BÜLENT ECEVİT: Çok utangaç bir insandım. Ona rağmen büyük bir cesaret geldi Rahşan'a talip olma konusunda. Birlikte ilk defa dışarı çıktık. Kendisini çok mütevazı bir yemeğe götürdüm. Dolmabahçe'ye Taksim'den inerken sol kolda Rusların Türkiye'de kurmuş olduğu mütevazı ama çok güzel bir lokanta vardı. Oraya götürdüm. Fasulye pilav yedik. Orada aklıma koydum: Buradan çıkıp Dolmabahçe'ye inerken teklifimi yapacağım. Nedense orayı seçmişim. Söyledim tabi. "Dünyada en çok sevdiğim sensin. Benimle evlenir misin?" dedim. Tabii Rahşan çok şaşırdı. Ne diyeceğini bilemedi. Ama ret de etmedi.

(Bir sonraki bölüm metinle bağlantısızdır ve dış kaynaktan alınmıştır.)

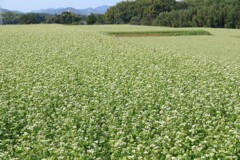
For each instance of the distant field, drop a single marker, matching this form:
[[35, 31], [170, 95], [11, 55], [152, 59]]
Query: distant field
[[73, 92]]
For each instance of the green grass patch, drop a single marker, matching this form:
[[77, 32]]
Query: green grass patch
[[159, 33]]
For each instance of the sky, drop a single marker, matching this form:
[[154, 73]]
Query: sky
[[29, 5]]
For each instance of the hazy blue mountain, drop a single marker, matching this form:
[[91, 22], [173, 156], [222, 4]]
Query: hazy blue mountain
[[86, 11], [7, 10]]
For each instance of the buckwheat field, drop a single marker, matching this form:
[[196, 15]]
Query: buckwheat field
[[73, 92]]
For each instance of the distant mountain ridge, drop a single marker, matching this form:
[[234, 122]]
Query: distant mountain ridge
[[86, 11]]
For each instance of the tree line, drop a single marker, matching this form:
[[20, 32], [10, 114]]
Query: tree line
[[64, 18], [172, 13]]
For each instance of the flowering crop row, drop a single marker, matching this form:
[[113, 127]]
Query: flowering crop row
[[68, 93]]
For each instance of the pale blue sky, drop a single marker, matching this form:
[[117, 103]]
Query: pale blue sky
[[29, 5]]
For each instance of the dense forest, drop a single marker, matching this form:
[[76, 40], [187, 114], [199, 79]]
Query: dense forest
[[184, 13], [172, 13]]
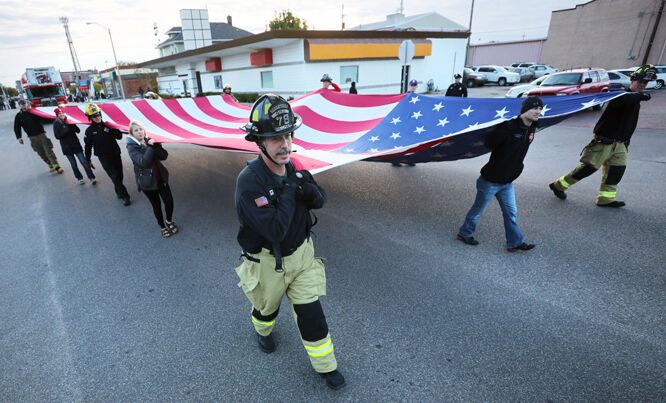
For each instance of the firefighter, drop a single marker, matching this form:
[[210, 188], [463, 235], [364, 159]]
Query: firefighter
[[273, 202], [105, 142], [608, 148], [227, 91], [37, 135], [457, 89]]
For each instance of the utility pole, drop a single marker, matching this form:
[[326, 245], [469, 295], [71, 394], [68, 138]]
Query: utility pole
[[72, 51], [471, 14]]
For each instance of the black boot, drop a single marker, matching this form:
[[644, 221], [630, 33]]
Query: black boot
[[334, 379], [266, 343]]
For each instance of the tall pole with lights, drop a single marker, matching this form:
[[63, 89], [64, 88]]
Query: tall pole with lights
[[120, 80]]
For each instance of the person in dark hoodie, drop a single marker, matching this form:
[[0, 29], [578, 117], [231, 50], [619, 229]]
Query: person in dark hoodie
[[152, 177], [509, 142], [104, 140], [70, 145]]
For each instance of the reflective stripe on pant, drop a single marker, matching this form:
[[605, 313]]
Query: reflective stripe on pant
[[304, 281], [44, 147], [593, 158]]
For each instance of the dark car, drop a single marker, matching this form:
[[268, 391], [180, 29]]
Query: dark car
[[473, 79]]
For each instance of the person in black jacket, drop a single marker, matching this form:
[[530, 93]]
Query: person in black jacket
[[608, 148], [70, 145], [33, 127], [273, 202], [509, 142], [152, 177], [105, 142]]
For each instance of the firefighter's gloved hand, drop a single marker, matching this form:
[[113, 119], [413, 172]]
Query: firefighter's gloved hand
[[307, 192]]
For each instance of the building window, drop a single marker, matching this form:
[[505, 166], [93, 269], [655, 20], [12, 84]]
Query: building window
[[348, 74], [218, 82], [266, 79]]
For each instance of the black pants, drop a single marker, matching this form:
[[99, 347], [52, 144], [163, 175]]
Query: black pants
[[113, 166], [163, 191]]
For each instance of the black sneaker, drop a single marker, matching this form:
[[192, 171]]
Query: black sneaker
[[558, 193], [522, 246], [468, 241], [334, 379], [613, 204], [266, 343]]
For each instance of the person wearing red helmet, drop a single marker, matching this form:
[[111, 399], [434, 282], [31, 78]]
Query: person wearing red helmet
[[70, 145]]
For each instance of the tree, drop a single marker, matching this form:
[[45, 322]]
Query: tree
[[285, 20]]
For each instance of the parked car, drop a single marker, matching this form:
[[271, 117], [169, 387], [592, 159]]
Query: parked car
[[498, 74], [472, 78], [542, 69], [574, 82], [521, 90], [619, 81], [524, 73], [652, 85]]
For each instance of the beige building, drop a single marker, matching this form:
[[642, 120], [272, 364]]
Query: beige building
[[607, 33]]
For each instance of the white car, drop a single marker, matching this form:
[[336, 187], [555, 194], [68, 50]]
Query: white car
[[542, 70], [521, 90], [498, 74]]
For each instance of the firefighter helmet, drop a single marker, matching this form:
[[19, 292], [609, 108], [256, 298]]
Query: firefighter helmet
[[92, 109], [271, 115], [646, 72]]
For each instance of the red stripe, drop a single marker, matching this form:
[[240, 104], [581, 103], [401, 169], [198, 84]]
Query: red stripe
[[359, 101], [204, 104], [160, 121], [177, 109], [327, 125]]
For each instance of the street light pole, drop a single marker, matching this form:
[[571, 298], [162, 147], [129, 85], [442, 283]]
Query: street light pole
[[120, 80]]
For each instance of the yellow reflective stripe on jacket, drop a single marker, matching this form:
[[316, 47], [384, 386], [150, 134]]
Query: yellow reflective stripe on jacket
[[322, 350], [262, 323]]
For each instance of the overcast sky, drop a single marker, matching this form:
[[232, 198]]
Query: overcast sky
[[31, 34]]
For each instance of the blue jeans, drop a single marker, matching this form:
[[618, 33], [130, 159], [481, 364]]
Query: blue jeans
[[507, 199], [75, 168]]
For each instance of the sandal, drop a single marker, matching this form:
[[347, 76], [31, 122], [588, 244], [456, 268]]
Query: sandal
[[172, 226]]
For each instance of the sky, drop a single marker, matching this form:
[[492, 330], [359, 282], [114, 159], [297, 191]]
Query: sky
[[31, 34]]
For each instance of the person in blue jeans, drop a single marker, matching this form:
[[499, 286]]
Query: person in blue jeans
[[508, 142], [71, 147]]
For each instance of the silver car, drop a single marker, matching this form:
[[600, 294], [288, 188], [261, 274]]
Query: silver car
[[521, 90]]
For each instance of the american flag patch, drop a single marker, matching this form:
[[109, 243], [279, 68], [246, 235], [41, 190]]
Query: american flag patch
[[261, 201]]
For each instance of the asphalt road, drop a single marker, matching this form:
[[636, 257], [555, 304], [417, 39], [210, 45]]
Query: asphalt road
[[96, 306]]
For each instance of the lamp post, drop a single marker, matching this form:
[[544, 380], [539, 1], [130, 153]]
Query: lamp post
[[120, 80]]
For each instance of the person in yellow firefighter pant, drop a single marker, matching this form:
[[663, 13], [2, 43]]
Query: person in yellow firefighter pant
[[612, 157], [303, 279]]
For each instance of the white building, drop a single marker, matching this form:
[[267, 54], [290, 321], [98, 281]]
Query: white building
[[291, 63]]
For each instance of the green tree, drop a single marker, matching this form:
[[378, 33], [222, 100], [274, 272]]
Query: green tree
[[285, 20]]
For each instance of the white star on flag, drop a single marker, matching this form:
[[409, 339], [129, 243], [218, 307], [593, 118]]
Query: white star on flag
[[501, 113], [443, 122], [589, 104]]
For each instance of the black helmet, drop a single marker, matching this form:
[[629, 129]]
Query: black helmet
[[646, 72], [270, 116]]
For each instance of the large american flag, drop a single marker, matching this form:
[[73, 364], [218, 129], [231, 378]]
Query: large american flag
[[339, 128]]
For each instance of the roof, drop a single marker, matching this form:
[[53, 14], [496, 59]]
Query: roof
[[270, 39], [219, 31], [397, 21]]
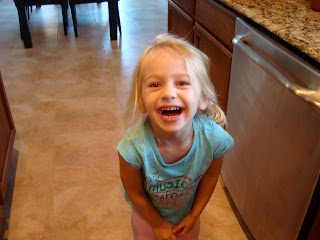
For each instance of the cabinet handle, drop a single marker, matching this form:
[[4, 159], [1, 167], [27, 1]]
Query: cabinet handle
[[306, 94]]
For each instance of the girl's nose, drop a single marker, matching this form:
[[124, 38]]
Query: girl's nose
[[168, 92]]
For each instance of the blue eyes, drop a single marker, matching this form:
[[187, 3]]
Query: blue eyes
[[182, 83]]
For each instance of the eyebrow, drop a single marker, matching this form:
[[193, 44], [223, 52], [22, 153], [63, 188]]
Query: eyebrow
[[156, 75]]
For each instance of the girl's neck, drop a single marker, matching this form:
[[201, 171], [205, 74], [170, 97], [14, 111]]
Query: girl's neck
[[174, 147], [169, 139]]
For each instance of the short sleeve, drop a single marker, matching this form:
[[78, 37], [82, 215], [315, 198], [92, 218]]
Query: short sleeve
[[223, 142], [128, 151]]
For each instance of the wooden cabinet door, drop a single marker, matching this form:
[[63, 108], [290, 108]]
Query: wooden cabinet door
[[180, 23], [221, 62], [187, 5], [7, 133], [217, 19]]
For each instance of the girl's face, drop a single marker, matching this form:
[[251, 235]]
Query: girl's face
[[170, 98]]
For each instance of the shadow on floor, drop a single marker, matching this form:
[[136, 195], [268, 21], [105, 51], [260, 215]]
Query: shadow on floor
[[6, 208]]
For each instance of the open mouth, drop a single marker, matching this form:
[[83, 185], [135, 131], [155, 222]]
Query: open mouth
[[171, 112]]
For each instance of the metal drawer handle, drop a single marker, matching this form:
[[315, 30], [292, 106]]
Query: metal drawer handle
[[306, 94]]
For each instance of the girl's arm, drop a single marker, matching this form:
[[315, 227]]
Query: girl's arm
[[132, 182], [203, 195]]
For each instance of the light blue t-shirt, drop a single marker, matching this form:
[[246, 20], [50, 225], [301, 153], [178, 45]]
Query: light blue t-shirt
[[172, 187]]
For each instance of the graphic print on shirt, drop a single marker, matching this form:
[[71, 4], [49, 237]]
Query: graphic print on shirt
[[173, 192]]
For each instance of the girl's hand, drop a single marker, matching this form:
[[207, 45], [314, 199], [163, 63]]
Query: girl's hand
[[185, 225], [164, 231]]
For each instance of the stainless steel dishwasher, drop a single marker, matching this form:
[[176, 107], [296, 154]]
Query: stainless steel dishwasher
[[274, 117]]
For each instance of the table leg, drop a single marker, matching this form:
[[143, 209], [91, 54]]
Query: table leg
[[24, 28], [113, 10]]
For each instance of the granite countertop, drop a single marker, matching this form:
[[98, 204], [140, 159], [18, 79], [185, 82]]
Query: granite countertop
[[291, 20]]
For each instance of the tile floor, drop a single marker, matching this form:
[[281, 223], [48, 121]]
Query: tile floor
[[67, 95]]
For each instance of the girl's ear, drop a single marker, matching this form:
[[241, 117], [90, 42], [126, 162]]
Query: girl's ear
[[203, 103]]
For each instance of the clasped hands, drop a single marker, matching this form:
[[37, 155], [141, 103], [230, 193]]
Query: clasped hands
[[168, 231]]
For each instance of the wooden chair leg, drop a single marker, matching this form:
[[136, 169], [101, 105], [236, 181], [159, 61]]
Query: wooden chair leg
[[118, 18], [65, 17], [74, 19]]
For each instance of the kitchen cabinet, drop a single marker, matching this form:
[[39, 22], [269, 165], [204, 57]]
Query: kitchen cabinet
[[221, 62], [7, 134], [180, 22], [273, 115], [212, 26]]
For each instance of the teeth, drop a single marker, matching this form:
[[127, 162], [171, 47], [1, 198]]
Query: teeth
[[170, 109], [171, 116]]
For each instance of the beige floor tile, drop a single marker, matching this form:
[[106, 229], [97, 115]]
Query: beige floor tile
[[89, 205]]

Nişan l945 yılında Aral ailesinin evinde yapıldı. Bir yıl sonra 22 Ağustos l946'da nikâh kıyıldı. İki genç düğün istememişti.

DEVALÜASYON AYRILIĞI
Bu arada Bülent, basın ataşeliğinde görev yapmak üzere Londra'ya atandı. 120 lira maaş alacaktı. Ancak, o günlerde yapılan devalüasyon hesaplarını alt üst etti: "Rahşan'la beraber gidecektik Londra'ya. Fakat tam hareket edeceğim günlerde Cumhuriyet döneminde en büyük devalüasyon oldu. Bana da katip olarak görev veriliyordu. Kadrolu değildim. Benim zaten çok mütevazı olan aylığım birden bire yarıya indi ve o yüzden Rahşan'ı götüremedim." Evlendikten iki hafta sonra Bülent, bir yıl sonra Rahşan Londra'ya gitti. Ekonomik sıkıntı içinde geçen zor günler Rahşan'ı iyice zayıflatmış, Bülent de sıkıntıdan ilk kez bıyık bırakmaya başlamıştı. Rahşan ve Bülent, savaş sonrası bir toplumun kıtlıkla nasıl mücadele ettiğini, sefaletten kalkınmaya geçiş çabalarını izleme ve ders çıkarma fırsatı bulmuştu. Kimilerinin eleştirdiği tutumlu olma alışkanlıklarını kazanmada buradaki gözlemlerinin payı da büyüktü.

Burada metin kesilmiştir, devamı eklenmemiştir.